The “Syrian order” in Lebanon (1975-2005): Lebanon as a Syrian satellite during the Hafez Assad régime and the weakening of Syria’s hegemony under Bashar Assad

The assassination of Rafik Hariri, the Lebanese Prime Minister who refused to toe the Syrian line, and the dramatic events following it placed the 30-year old Syrian intervention in Lebanon back on the Lebanese, Arab and international agendas. This article will both analyze Syrian interests in Lebanon and examine the main stages of Syria’s assumption of control of it, from the beginning of the civil war to the régime of Bashar Assad. It will also examine the weakening of that control, culminating in Hariri’s assassination, mass demonstrations of opponents of the “Syrian order” and its Hezbollah-led supporters. The combined pressure exerted by the international (even Arab) community and internal Lebanese elements led to the withdrawal of Syrian forces from Beirut and north Lebanon, currently (April 2005) underway. All are harbingers of the end of the Taif régime (1989 to the present) and the beginning of a new era for Lebanon and Syrian intervention.
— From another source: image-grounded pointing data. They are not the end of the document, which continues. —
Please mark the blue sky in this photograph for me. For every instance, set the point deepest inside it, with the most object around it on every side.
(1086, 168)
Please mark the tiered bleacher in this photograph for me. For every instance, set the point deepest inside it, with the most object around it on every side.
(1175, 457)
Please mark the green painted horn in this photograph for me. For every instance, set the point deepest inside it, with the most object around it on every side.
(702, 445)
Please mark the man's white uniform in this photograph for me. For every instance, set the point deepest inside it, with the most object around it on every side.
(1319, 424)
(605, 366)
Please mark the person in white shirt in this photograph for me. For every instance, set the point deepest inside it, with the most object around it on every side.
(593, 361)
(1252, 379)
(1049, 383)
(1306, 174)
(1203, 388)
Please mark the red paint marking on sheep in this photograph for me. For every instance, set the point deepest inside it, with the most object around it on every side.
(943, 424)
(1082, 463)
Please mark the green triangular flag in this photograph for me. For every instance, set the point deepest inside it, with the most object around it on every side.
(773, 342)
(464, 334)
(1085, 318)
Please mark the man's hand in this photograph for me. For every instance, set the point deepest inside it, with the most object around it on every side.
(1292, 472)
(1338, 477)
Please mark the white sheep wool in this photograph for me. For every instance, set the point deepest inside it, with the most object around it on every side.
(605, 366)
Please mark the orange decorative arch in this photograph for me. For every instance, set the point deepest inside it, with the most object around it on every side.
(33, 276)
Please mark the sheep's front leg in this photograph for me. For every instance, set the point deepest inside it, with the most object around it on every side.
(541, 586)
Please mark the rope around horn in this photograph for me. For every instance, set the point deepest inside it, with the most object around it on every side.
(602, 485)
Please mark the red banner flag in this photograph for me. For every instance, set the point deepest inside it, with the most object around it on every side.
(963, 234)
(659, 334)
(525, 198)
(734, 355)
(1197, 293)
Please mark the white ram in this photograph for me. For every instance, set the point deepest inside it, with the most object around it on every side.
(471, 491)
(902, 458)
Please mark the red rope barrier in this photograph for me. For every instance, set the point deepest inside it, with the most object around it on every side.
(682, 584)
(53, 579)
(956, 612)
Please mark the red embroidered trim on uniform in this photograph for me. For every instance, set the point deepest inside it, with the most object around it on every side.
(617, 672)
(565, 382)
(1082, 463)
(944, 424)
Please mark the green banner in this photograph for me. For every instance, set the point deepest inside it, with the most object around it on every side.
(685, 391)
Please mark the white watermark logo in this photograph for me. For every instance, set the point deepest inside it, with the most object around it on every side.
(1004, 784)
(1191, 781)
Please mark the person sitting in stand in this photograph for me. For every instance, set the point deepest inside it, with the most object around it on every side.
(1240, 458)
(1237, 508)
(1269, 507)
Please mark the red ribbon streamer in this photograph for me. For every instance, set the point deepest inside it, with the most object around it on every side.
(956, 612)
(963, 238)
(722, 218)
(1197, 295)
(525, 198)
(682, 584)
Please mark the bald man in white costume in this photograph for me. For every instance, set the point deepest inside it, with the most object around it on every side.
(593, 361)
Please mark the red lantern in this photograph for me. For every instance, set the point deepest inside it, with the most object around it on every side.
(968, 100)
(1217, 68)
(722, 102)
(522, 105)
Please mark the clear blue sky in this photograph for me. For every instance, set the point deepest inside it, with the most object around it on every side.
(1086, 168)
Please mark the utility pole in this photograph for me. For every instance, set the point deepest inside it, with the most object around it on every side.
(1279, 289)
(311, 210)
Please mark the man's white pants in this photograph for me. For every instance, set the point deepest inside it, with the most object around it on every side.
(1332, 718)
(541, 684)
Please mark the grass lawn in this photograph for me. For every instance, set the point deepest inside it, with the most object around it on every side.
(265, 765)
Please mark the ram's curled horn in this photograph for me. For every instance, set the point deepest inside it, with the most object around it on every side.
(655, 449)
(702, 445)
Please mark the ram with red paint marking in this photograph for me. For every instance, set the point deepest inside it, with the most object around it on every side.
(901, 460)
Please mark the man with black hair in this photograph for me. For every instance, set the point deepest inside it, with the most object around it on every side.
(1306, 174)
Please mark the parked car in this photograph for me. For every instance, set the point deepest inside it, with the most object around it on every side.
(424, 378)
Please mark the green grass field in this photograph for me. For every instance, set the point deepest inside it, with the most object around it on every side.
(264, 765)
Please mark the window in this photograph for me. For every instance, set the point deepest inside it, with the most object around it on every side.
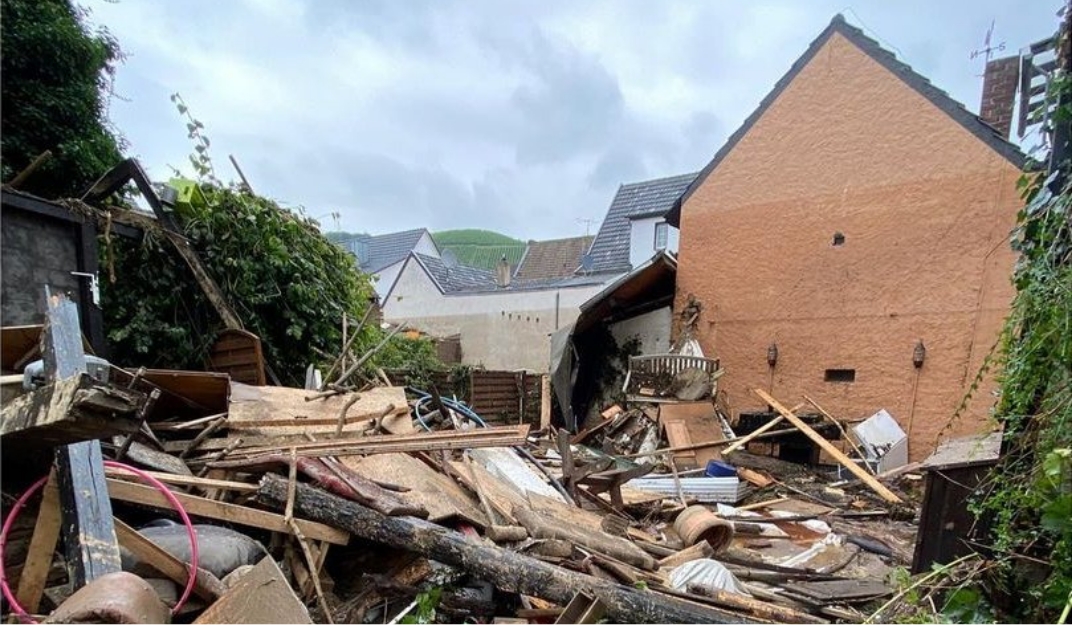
(840, 375)
(661, 233)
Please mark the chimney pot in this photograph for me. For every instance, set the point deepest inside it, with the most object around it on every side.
(503, 272)
(999, 92)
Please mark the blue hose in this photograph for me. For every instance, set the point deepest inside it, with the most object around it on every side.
(425, 398)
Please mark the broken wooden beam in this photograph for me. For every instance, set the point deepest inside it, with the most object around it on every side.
(759, 609)
(70, 411)
(136, 493)
(89, 535)
(508, 570)
(504, 436)
(263, 595)
(825, 445)
(541, 525)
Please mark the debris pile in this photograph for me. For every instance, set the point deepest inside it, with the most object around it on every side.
(191, 496)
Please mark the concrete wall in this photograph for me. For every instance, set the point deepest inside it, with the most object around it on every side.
(651, 328)
(35, 251)
(642, 239)
(500, 330)
(925, 208)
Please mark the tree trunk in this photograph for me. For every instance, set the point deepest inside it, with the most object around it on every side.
(508, 570)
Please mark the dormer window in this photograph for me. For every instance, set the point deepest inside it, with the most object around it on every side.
(661, 234)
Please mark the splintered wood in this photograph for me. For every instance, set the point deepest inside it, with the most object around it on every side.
(436, 492)
(280, 412)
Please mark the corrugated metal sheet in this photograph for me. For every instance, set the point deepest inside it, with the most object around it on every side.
(726, 490)
(506, 465)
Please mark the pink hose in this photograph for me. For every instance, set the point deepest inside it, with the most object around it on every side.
(191, 578)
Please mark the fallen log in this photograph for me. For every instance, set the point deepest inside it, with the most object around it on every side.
(508, 570)
(541, 525)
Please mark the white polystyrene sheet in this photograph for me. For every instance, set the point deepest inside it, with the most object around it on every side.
(709, 574)
(505, 464)
(799, 560)
(882, 441)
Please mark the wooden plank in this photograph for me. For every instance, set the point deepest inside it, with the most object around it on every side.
(700, 422)
(365, 419)
(151, 554)
(184, 480)
(545, 402)
(238, 353)
(742, 441)
(69, 411)
(503, 436)
(678, 435)
(440, 494)
(263, 595)
(136, 493)
(834, 451)
(185, 392)
(39, 557)
(89, 534)
(840, 429)
(253, 405)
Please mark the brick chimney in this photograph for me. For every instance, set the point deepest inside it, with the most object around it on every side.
(1000, 80)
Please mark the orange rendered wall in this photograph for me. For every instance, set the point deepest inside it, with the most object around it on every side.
(926, 209)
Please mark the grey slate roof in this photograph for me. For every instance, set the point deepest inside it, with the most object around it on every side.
(463, 280)
(610, 251)
(457, 278)
(921, 84)
(384, 250)
(553, 258)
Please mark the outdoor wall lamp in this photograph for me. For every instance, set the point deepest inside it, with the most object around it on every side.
(919, 354)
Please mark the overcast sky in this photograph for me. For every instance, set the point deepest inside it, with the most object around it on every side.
(521, 117)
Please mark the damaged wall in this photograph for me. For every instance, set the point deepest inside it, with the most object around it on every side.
(500, 330)
(651, 329)
(923, 208)
(36, 252)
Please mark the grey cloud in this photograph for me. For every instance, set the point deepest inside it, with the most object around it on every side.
(521, 117)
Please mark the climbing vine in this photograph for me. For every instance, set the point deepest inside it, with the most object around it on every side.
(1027, 501)
(287, 283)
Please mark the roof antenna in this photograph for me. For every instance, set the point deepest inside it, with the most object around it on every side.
(987, 49)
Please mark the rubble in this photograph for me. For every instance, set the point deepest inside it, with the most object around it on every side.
(331, 504)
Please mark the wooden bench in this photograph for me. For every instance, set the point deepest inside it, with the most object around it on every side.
(657, 370)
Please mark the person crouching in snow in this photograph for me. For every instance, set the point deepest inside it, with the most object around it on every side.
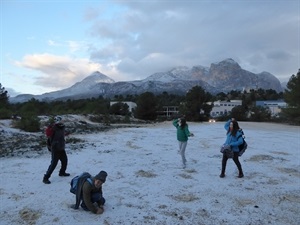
(92, 193)
(182, 136)
(234, 139)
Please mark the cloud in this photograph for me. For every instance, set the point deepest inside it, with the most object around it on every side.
(58, 71)
(198, 33)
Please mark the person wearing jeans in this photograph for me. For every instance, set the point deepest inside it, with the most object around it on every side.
(234, 139)
(92, 193)
(182, 136)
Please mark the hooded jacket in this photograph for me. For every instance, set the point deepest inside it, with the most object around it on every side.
(182, 133)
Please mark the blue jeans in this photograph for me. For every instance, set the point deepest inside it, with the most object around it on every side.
(96, 197)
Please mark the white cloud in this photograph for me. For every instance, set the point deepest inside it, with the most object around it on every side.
(58, 71)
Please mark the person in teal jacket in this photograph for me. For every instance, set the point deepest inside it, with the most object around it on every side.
(182, 136)
(234, 139)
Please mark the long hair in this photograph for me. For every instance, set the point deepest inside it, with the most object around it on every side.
(183, 123)
(235, 128)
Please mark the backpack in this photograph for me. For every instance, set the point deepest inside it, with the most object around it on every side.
(77, 179)
(244, 145)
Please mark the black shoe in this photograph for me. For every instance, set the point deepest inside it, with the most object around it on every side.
(84, 207)
(64, 174)
(46, 181)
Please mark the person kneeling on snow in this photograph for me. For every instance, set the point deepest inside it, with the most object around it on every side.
(92, 193)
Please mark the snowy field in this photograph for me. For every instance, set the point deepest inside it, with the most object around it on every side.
(146, 184)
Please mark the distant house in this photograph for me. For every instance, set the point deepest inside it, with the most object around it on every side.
(168, 111)
(131, 105)
(275, 106)
(222, 108)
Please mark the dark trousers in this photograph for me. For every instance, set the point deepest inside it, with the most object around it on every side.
(235, 159)
(57, 155)
(96, 197)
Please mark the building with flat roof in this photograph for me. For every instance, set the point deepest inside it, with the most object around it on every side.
(222, 108)
(275, 106)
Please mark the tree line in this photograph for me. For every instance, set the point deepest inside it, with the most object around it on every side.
(193, 105)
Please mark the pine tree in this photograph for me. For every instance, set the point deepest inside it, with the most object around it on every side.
(292, 98)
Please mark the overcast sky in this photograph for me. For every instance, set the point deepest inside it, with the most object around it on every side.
(50, 45)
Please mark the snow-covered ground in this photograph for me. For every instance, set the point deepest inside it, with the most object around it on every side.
(146, 184)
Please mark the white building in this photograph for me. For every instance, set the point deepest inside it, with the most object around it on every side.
(131, 105)
(222, 108)
(275, 106)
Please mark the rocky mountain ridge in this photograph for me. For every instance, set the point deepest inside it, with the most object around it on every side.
(223, 76)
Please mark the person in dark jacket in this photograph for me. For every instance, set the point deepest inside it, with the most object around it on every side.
(58, 152)
(233, 139)
(182, 137)
(92, 193)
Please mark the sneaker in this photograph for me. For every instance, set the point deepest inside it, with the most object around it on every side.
(240, 175)
(64, 174)
(46, 181)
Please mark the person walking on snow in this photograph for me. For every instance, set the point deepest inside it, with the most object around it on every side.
(57, 150)
(234, 139)
(182, 136)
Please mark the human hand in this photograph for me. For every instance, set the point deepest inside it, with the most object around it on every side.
(100, 210)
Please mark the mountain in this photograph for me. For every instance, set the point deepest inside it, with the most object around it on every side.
(222, 76)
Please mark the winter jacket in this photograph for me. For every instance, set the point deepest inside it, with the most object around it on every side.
(87, 191)
(233, 141)
(58, 138)
(182, 133)
(80, 184)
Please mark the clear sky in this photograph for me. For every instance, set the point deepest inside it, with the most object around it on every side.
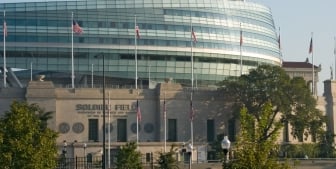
(297, 20)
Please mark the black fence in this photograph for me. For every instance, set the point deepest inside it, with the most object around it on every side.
(79, 163)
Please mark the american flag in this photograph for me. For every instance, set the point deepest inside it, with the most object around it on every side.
(279, 42)
(311, 46)
(137, 32)
(5, 28)
(76, 28)
(192, 112)
(164, 109)
(138, 111)
(193, 35)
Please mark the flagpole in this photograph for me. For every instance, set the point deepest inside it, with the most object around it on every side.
(4, 34)
(136, 53)
(31, 70)
(192, 82)
(279, 46)
(312, 53)
(72, 57)
(335, 56)
(165, 122)
(137, 116)
(109, 132)
(241, 57)
(92, 75)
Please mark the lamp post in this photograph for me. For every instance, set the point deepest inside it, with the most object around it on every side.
(84, 147)
(104, 111)
(189, 150)
(225, 146)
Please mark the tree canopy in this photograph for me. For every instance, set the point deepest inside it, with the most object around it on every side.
(252, 151)
(291, 99)
(25, 141)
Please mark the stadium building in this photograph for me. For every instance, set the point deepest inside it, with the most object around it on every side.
(230, 37)
(129, 53)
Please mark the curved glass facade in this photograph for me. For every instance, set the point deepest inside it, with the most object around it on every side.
(40, 34)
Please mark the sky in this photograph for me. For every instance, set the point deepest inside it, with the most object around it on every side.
(299, 20)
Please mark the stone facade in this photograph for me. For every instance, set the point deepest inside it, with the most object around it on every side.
(73, 108)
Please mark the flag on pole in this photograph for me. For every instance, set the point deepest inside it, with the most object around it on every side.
(241, 38)
(138, 111)
(5, 28)
(164, 109)
(193, 35)
(76, 28)
(279, 42)
(311, 46)
(137, 32)
(192, 112)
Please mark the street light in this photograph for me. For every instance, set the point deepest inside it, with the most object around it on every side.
(225, 146)
(84, 147)
(104, 107)
(189, 150)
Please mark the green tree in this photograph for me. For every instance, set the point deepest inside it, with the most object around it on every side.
(252, 150)
(25, 142)
(290, 97)
(167, 160)
(128, 157)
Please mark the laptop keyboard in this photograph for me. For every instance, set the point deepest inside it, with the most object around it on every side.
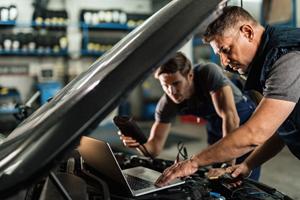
(137, 183)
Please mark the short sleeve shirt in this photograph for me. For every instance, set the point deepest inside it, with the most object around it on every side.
(283, 80)
(207, 78)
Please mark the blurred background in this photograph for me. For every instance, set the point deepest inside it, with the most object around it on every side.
(44, 44)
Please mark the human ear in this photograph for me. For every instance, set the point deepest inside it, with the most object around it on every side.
(247, 31)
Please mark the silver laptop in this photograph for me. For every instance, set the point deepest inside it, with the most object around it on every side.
(138, 180)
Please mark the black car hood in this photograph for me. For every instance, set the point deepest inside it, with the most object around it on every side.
(58, 125)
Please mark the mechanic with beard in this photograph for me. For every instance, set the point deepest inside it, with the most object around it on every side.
(203, 91)
(270, 56)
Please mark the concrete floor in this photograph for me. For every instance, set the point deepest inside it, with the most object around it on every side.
(282, 172)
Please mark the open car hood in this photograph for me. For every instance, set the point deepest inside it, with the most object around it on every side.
(41, 140)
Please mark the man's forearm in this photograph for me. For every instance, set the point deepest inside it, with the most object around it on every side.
(230, 147)
(265, 152)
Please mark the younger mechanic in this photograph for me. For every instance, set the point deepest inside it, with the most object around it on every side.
(203, 91)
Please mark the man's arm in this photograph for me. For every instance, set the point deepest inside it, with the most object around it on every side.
(267, 118)
(265, 152)
(224, 104)
(158, 136)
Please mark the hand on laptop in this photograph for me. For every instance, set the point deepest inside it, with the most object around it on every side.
(177, 170)
(128, 141)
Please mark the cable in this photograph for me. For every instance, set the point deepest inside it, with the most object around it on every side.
(144, 150)
(106, 194)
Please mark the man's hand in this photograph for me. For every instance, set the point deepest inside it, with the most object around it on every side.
(239, 170)
(128, 141)
(179, 169)
(215, 173)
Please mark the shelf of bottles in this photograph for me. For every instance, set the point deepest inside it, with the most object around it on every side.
(112, 20)
(46, 37)
(8, 15)
(34, 44)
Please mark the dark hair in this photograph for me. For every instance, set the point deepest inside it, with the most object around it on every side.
(228, 19)
(178, 63)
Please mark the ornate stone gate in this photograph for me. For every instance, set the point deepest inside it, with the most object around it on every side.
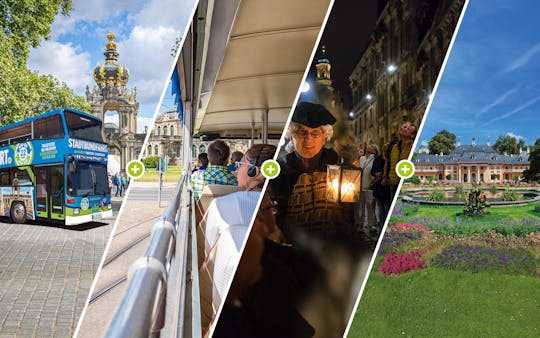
(111, 94)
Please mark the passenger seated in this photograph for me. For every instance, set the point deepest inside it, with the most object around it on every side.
(227, 221)
(216, 172)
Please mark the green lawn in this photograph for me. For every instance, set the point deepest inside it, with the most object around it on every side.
(172, 175)
(436, 302)
(514, 212)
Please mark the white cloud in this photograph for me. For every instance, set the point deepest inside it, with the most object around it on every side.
(168, 13)
(65, 62)
(514, 111)
(153, 45)
(517, 137)
(496, 102)
(524, 59)
(142, 122)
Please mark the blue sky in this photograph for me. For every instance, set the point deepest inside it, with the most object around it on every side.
(490, 85)
(146, 31)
Damascus’ dominance can be expected to decrease and be less visible than in the past while Lebanese power bases – Syrian supporters and opponents – will enjoy greater freedom of action. Those two factors wording together are liable to make Lebanon once again an arena for clashes between Lebanese, Middle Eastern and international forces, and a focus of regional unrest and instability which may spill into Syria per se as well.